Op het gebied van antitrust is in 2014 de richtlijn schadevergoedingen wegens inbreuken aangenomen om marktdeelnemers die schade ondervinden van verboden overeenkomsten (kartels en misbruik van een machtspositie) beter te beschermen en die praktijken nog meer te ontmoedigen. De richtlijn maakt het gemakkelijker om schade vergoed te krijgen.

Rol van het Europees Parlement

De voornaamste taak van het Parlement in het kader van het mededingingsbeleid is de controle van de uitvoerende macht. De commissaris voor mededinging verschijnt meerdere keren per jaar voor de Commissie economische en monetaire zaken (ECON) van het Parlement om zijn/haar beleid toe te lichten en besluiten te bespreken. Het Parlement is meestal slechts via de raadplegingsprocedure betrokken bij de vaststelling van wetgeving inzake mededinging. De gewone wetgevingsprocedure kan echter worden toegepast, zoals voor de vaststelling van bovengenoemde richtlijn inzake schadevorderingen en de richtlijn ter versterking van de nationale mededingingsautoriteiten (ECN+).

In de loop van de achtste zittingsperiode (2014-2019) hebben drie bijzondere commissies inzake fiscale rulings en andere maatregelen van vergelijkbare aard of met vergelijkbaar effect (TAXE 1, TAXE 2 en TAXE 3) onderzocht welke maatregelen zijn genomen ter beoordeling van de verenigbaarheid van fiscale rulings in de lidstaten met steunregels en hoe de bepalingen inzake wederzijdse uitwisseling van informatie verduidelijkt kunnen worden. In september 2020 werd de Subcommissie belastingaangelegenheden (FISC) opgericht om deze werkzaamheden voort te zetten en erop toe te zien dat het Parlement eerlijke belastingheffing op nationaal, EU- en mondiaal niveau bevordert.

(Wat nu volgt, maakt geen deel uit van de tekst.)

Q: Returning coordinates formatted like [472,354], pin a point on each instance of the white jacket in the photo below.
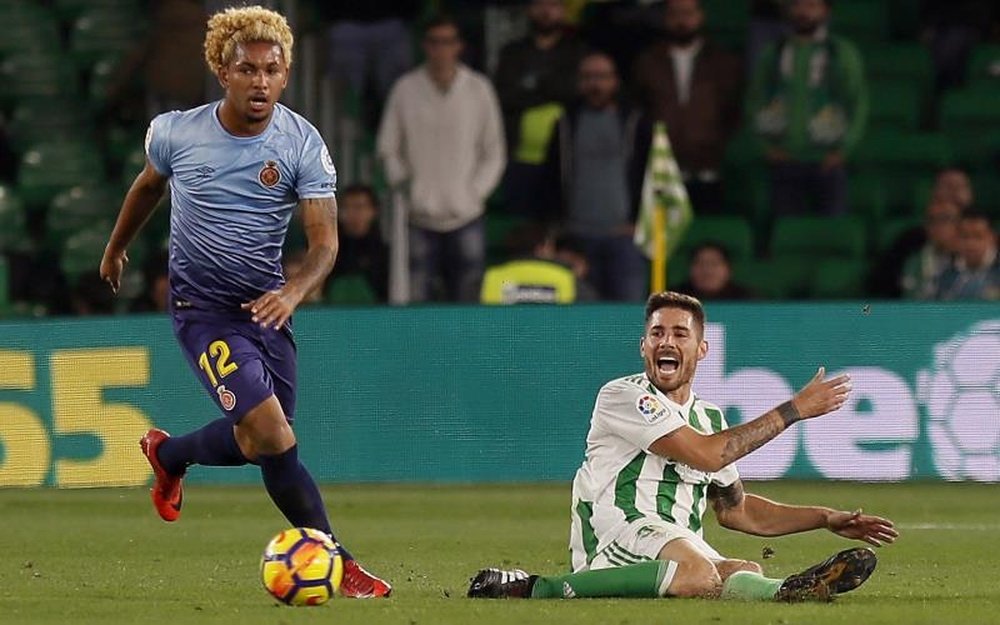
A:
[447,145]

Het Parlement blijft de ontwikkelingen binnen het mededingingsbeleid en de activiteiten van de Commissie op dit gebied nauwlettend volgen. De werkgroep mededingingsbeleid binnen de ECON-commissie en de jaarlijkse resoluties van het Parlement naar aanleiding van het jaarverslag van de Commissie over het mededingingsbeleid leveren beleidsinput en zijn leidend voor de visie van het Parlement op de aanpak van uitdagingen voor het EU-mededingingsbeleid.